Ladderedge (O:16.5)

The Story Behind The Model

Ladderedge really exists. It is a village straddling the A53 main road leading out of Leek towards the Potteries. It is surrounded by gorgeous countryside. The Ladderedge of the model borrows the name of the real place, but it is otherwise entirely fictional. It is assumed to be a fairly sizeable village to the south west of Leek and on the other side of that town from Longnor – which is the location of another model railway!

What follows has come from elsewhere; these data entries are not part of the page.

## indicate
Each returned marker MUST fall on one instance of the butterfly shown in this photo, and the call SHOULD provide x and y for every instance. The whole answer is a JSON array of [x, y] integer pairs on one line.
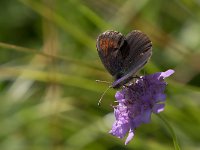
[[123, 56]]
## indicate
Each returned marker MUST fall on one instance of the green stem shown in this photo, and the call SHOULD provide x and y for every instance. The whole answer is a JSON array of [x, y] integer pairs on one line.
[[175, 141]]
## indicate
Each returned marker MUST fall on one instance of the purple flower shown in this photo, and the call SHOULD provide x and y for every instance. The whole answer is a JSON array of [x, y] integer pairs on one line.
[[137, 101]]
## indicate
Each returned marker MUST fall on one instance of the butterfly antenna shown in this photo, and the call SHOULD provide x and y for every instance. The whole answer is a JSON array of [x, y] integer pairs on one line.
[[99, 103]]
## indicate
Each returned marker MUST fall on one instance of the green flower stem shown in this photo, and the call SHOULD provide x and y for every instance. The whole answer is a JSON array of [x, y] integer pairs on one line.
[[175, 141]]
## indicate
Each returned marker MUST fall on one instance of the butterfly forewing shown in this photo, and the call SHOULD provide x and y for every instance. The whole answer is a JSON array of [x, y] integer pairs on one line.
[[108, 47], [123, 56]]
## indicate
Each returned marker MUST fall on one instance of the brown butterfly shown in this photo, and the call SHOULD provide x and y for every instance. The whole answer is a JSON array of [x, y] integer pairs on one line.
[[123, 55]]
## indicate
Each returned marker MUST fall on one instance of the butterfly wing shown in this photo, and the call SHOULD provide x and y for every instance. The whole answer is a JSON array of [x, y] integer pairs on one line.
[[108, 47], [136, 51]]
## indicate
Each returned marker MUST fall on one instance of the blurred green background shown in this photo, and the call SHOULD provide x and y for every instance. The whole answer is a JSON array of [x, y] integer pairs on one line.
[[49, 64]]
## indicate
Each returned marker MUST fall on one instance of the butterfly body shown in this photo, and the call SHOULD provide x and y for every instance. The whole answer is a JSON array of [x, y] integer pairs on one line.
[[123, 55]]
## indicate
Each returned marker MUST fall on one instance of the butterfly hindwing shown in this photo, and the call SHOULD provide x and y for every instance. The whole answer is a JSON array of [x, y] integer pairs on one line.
[[108, 47], [123, 56]]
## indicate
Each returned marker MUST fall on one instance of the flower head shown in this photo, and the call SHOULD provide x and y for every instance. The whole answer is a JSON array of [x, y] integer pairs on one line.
[[137, 101]]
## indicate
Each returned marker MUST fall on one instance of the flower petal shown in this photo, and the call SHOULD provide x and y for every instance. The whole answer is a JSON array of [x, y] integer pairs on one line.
[[167, 73], [129, 138], [158, 108]]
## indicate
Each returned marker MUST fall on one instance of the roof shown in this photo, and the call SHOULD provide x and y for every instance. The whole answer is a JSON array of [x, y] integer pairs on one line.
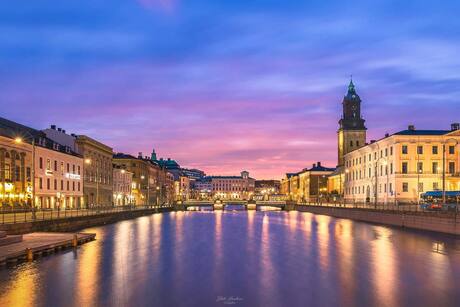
[[120, 155], [422, 132], [13, 130]]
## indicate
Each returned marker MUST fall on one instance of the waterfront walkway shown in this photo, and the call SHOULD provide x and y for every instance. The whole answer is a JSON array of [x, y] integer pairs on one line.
[[37, 243], [25, 216]]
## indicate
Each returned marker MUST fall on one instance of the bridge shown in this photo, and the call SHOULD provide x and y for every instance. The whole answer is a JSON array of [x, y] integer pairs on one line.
[[220, 205]]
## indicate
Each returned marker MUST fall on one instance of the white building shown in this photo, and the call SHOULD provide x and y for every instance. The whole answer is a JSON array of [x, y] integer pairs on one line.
[[122, 187], [402, 166], [59, 176]]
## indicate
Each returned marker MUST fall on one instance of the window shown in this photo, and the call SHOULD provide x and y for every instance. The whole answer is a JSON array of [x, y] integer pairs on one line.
[[420, 150], [404, 150], [420, 187], [420, 167], [7, 172], [17, 173], [405, 187], [451, 167], [404, 168], [435, 168], [28, 174]]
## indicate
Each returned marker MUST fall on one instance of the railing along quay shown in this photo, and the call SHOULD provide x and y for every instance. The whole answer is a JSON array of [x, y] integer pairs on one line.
[[13, 216], [390, 207]]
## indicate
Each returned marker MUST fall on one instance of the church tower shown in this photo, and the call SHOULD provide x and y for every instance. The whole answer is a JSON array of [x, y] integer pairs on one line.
[[352, 132]]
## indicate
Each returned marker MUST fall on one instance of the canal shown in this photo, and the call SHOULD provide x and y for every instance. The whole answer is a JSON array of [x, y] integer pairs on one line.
[[243, 259]]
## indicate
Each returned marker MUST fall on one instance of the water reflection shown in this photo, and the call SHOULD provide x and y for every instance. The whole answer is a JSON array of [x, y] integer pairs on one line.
[[384, 270], [265, 258], [22, 289]]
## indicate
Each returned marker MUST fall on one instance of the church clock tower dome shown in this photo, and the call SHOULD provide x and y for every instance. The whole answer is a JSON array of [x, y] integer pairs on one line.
[[352, 131]]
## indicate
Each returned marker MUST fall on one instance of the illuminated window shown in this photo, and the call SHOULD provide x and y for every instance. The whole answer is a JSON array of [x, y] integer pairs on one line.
[[405, 187], [420, 150], [404, 150], [404, 168]]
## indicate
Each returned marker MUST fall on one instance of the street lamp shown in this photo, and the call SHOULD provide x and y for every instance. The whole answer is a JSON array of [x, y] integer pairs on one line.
[[90, 162], [18, 140]]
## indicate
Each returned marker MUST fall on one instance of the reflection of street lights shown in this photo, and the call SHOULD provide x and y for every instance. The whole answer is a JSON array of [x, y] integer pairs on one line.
[[387, 188], [157, 188], [90, 162], [148, 190], [18, 140]]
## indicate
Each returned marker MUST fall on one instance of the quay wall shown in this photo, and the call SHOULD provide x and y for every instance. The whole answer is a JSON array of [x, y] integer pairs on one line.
[[430, 221], [76, 223]]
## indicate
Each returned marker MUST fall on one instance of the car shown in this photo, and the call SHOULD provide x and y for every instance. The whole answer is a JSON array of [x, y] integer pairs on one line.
[[431, 206]]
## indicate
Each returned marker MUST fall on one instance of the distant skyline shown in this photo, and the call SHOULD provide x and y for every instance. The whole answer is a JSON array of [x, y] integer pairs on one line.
[[231, 86]]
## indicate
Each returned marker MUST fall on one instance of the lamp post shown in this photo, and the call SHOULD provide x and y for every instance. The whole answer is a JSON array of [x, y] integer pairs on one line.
[[18, 140], [89, 162]]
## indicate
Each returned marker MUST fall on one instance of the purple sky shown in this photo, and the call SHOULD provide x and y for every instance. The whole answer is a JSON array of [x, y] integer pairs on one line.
[[228, 85]]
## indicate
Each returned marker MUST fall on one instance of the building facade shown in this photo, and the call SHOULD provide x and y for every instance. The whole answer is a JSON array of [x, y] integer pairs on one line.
[[151, 184], [15, 172], [352, 132], [400, 167], [98, 172], [97, 167], [122, 187], [59, 177], [233, 187]]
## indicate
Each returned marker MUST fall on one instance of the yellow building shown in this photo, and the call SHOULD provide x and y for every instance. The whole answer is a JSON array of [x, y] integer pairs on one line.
[[400, 167], [15, 172]]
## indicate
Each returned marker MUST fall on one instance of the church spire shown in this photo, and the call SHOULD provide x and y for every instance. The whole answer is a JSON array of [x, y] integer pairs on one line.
[[351, 87]]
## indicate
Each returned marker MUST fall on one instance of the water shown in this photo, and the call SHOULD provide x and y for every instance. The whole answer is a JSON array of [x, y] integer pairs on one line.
[[243, 259]]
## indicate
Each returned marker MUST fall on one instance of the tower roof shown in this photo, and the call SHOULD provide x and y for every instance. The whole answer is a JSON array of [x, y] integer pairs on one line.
[[351, 94]]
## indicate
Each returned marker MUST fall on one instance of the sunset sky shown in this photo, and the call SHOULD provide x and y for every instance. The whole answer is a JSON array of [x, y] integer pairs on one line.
[[228, 85]]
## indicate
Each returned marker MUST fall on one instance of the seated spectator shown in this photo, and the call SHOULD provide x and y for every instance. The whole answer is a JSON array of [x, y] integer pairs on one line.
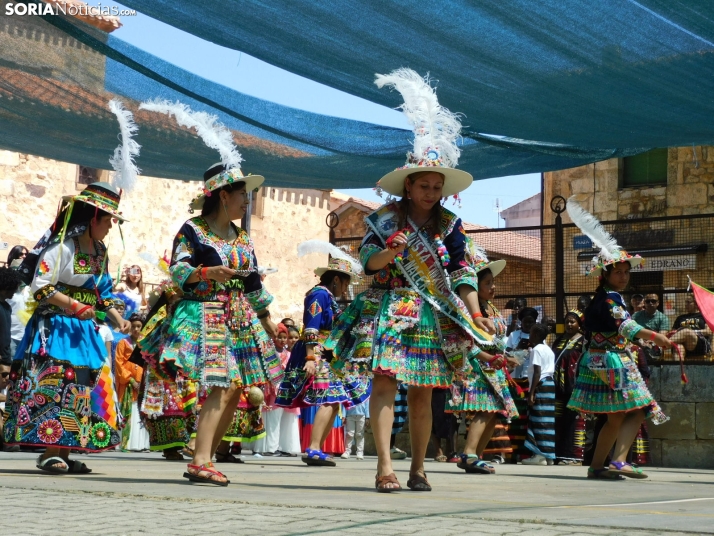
[[516, 306], [637, 303], [651, 318], [293, 336], [583, 302], [9, 283], [16, 253], [693, 336], [288, 322]]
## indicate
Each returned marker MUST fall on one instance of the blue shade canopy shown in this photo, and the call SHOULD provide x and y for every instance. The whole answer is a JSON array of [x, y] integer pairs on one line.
[[543, 86], [611, 73]]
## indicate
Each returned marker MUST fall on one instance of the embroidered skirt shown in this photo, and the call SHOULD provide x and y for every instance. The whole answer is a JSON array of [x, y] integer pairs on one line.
[[393, 333], [297, 390], [477, 394], [609, 382], [199, 345], [61, 391]]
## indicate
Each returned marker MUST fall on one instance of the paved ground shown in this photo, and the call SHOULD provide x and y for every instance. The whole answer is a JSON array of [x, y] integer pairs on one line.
[[143, 494]]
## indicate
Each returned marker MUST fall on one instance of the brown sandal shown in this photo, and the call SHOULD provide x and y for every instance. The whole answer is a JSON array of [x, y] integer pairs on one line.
[[417, 482], [382, 481]]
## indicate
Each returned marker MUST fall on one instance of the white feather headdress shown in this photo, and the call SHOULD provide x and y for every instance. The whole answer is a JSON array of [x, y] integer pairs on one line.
[[434, 126], [320, 246], [125, 170], [589, 224], [213, 133]]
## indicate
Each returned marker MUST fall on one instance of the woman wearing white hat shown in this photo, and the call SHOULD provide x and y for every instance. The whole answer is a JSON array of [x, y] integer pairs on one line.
[[482, 394], [51, 402], [220, 332], [421, 315], [608, 380], [308, 378]]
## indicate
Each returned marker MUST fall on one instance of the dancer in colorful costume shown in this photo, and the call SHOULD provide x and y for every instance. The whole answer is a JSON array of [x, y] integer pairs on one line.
[[421, 315], [219, 334], [308, 378], [483, 393], [54, 397], [608, 380], [569, 424]]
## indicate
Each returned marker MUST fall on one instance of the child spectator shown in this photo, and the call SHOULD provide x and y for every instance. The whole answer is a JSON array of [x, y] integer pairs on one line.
[[540, 438], [355, 422], [128, 377], [9, 283]]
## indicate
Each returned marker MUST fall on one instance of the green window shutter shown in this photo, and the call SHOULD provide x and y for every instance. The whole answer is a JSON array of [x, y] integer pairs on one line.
[[645, 169]]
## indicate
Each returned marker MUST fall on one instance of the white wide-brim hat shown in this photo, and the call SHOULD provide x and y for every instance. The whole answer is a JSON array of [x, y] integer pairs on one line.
[[217, 177], [455, 180]]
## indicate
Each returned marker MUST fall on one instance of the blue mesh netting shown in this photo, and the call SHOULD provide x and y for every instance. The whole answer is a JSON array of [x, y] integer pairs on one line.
[[582, 79]]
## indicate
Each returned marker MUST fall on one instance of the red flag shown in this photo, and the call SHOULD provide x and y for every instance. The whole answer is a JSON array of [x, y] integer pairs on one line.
[[705, 301]]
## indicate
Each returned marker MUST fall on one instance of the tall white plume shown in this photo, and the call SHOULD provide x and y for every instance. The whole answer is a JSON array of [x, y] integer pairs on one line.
[[589, 224], [320, 246], [125, 170], [434, 126], [213, 133]]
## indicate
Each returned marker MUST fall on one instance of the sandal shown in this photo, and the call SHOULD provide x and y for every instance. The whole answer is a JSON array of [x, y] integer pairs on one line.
[[227, 458], [380, 482], [418, 482], [603, 474], [52, 465], [471, 463], [318, 458], [77, 467], [212, 477], [634, 472]]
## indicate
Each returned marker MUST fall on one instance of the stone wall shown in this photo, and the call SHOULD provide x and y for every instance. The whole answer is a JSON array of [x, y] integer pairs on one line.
[[687, 439], [31, 187]]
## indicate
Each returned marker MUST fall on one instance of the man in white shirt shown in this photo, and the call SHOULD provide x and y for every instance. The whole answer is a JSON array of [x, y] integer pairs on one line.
[[540, 437]]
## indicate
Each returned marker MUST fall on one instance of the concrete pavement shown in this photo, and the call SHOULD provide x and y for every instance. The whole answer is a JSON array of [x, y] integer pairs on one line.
[[143, 494]]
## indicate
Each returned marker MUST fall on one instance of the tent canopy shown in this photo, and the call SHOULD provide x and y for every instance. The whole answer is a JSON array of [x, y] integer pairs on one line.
[[543, 86]]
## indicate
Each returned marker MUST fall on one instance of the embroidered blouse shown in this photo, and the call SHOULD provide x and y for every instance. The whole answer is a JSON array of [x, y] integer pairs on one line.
[[78, 275], [454, 239], [320, 310], [197, 245], [608, 326]]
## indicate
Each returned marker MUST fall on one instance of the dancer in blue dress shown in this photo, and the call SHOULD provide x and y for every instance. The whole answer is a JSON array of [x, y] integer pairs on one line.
[[308, 379], [51, 402]]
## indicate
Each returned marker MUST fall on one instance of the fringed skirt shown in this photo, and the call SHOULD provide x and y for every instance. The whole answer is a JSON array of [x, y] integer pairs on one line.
[[540, 436], [609, 382], [391, 332], [61, 391], [200, 346]]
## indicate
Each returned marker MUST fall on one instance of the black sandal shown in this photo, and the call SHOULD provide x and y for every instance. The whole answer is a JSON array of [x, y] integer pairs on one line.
[[417, 482]]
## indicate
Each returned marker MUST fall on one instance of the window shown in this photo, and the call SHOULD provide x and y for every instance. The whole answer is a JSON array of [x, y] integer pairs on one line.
[[86, 175], [646, 169]]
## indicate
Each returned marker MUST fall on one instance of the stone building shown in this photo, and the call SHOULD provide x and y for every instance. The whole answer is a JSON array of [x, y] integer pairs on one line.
[[669, 184], [677, 186], [31, 187]]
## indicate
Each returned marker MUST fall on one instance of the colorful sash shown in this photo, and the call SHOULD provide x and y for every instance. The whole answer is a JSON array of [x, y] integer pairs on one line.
[[423, 270]]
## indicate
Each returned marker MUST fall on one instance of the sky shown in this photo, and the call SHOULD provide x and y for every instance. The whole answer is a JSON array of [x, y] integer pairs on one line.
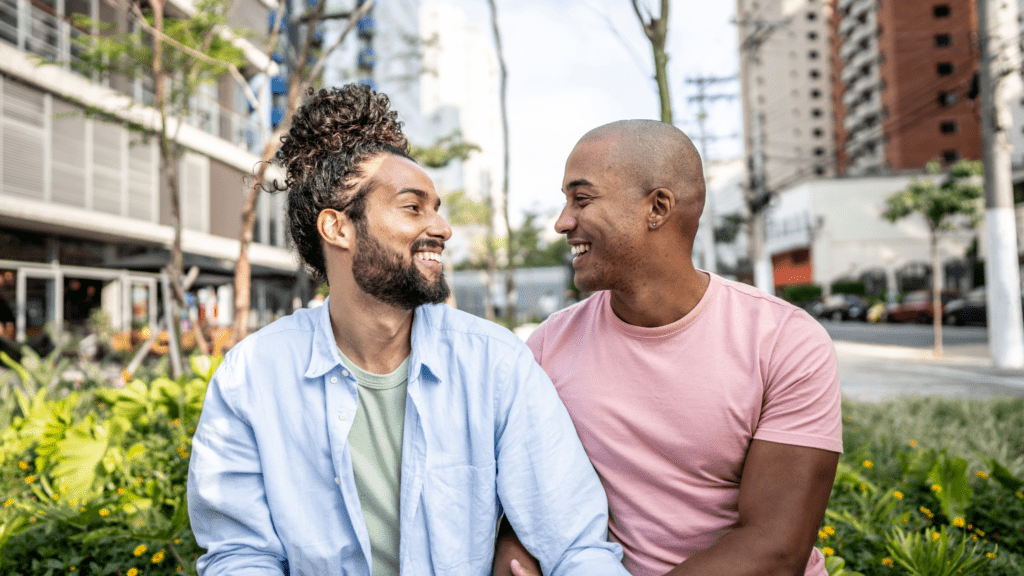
[[576, 65]]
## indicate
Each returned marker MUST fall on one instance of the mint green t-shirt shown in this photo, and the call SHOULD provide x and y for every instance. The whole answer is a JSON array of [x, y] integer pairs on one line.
[[375, 443]]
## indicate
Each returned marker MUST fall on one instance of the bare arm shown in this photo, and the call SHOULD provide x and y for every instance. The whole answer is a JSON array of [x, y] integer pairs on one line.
[[782, 498], [507, 548]]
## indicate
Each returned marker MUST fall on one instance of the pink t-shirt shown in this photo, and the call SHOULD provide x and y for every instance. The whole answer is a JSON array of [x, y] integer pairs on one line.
[[667, 414]]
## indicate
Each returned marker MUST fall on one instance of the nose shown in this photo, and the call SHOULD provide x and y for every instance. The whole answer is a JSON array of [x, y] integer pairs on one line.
[[566, 221], [439, 228]]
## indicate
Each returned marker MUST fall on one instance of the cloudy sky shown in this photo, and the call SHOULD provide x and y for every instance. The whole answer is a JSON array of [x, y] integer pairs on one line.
[[574, 65]]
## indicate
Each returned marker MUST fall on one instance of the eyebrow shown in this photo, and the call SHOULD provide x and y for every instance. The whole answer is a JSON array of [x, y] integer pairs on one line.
[[579, 182], [420, 194]]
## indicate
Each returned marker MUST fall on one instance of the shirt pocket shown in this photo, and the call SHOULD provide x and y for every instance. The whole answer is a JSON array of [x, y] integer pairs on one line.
[[461, 512]]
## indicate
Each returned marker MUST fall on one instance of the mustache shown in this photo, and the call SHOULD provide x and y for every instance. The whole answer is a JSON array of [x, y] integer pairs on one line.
[[427, 243]]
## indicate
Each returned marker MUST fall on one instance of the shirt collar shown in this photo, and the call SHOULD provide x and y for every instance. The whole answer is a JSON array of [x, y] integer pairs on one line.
[[426, 331]]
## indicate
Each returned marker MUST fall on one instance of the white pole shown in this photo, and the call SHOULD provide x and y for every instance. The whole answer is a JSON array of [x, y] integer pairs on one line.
[[999, 84]]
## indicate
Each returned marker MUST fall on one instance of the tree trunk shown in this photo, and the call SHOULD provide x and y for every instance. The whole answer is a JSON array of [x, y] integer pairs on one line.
[[510, 295], [936, 292]]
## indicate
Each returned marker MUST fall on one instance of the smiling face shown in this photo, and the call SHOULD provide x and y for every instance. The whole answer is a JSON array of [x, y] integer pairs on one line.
[[603, 217], [400, 236]]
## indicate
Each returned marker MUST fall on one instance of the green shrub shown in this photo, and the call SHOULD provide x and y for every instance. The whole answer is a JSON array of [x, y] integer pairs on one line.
[[93, 481]]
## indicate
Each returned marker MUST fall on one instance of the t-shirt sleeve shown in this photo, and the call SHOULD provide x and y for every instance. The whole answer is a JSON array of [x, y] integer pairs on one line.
[[802, 400], [536, 341]]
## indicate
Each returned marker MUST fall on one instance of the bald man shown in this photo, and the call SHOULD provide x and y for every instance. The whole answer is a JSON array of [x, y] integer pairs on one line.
[[710, 410]]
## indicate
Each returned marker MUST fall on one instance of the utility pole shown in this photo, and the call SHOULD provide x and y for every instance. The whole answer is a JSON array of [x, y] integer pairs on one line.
[[1000, 83], [708, 217], [758, 195]]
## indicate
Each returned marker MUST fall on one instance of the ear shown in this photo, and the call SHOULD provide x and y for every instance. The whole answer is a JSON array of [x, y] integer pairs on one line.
[[662, 203], [336, 229]]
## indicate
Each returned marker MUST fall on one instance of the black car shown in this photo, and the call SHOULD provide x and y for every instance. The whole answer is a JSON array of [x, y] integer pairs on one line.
[[843, 306]]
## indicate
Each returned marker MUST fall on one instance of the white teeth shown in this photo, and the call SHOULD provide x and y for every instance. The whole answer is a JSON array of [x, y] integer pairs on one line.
[[580, 249]]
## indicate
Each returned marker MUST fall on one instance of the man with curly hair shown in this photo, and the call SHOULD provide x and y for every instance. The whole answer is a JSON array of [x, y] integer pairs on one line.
[[710, 409], [383, 433]]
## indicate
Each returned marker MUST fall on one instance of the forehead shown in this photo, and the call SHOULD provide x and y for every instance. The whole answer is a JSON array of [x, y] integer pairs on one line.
[[594, 160], [394, 173]]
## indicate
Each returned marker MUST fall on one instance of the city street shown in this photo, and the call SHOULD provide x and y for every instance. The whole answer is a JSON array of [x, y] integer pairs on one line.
[[884, 361]]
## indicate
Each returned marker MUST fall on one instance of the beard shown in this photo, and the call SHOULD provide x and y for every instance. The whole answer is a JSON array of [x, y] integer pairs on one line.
[[380, 273]]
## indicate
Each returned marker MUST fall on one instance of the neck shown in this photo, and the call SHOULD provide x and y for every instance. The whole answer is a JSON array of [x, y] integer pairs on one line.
[[374, 335], [664, 297]]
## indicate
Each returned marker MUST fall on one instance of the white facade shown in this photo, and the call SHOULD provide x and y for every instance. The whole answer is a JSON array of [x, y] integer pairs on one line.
[[841, 221], [787, 88], [460, 88]]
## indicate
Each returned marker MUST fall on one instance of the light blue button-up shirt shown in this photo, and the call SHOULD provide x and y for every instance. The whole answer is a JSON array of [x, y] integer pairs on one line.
[[270, 485]]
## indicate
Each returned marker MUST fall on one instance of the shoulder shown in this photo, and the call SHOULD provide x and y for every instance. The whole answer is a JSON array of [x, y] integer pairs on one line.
[[457, 326]]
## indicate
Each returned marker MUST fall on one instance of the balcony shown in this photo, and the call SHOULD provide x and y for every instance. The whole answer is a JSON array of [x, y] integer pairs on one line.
[[36, 27]]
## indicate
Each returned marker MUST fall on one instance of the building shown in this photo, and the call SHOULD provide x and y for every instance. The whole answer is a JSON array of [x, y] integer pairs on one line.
[[460, 84], [905, 85], [785, 89], [84, 215]]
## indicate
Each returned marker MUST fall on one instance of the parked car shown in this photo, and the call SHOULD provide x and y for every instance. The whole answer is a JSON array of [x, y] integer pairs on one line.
[[971, 310], [915, 306], [843, 306]]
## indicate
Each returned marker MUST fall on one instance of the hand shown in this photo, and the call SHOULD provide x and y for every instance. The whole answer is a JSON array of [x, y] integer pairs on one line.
[[519, 570]]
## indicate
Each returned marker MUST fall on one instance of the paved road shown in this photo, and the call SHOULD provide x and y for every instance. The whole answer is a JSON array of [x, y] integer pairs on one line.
[[884, 361], [956, 340]]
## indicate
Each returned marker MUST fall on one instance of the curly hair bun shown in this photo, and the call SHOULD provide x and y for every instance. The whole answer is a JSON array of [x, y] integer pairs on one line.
[[351, 122]]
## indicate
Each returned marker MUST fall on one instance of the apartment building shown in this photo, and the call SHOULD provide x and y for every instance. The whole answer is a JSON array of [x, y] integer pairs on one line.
[[905, 85], [84, 214], [785, 88]]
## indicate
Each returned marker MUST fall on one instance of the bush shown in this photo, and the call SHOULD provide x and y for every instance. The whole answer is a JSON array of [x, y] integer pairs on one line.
[[929, 487], [93, 480], [802, 293]]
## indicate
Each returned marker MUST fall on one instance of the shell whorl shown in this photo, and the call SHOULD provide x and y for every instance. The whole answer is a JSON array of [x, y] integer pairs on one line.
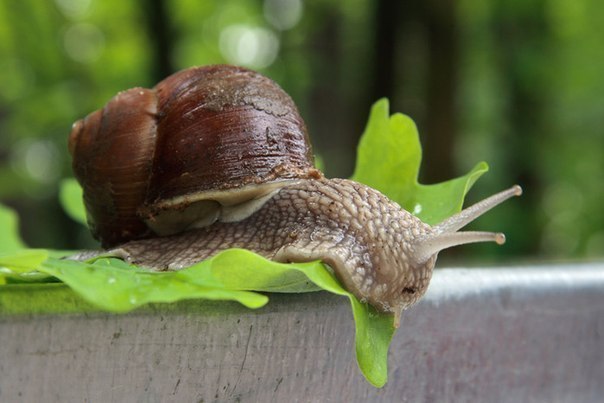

The railway is entirely fictional The model assumes that the imaginary Leek & Buxton Railway, which had built a railway between Leek and Longnor, built a short two miles long extension south-west of Leek to what looked like being an expanding and well-to-do suburb at Ladderedge. It was built and opened by 1912, which was the same year that the original route to Longnor was extended. Both extensions were very costly, but the railway company needed to create more business in order to fund the building of a line from Longnor to the railway’s original target of Buxton. However, the volume of extra business was nothing like enough to fund the Buxton extension and the entire railway attracted no extra income. Indeed, it  contributed to even larger losses. The money ran out and the railway extension from Longnor never got built. Added to that, the expected enlargement of Ladderedge never materialised. The L&B’s end came with the outbreak of the Second World War. Although the Ladderedge line itself was just about profitable on its own, it, too, closed for the war and never reopened.

The model further assumes that the Leek and Buxton Railway made use of coaches and locomotives which, in the main, were of designs used much further south on the Lynton & Barnstaple Railway.

Throughout its life, it carried passengers and conveyed general goods, coal and livestock along the two routes. It served no industries, mines or quarries and, as observed before, the tourists never came in any great numbers.

The model shows the Ladderedge terminus in around 1935.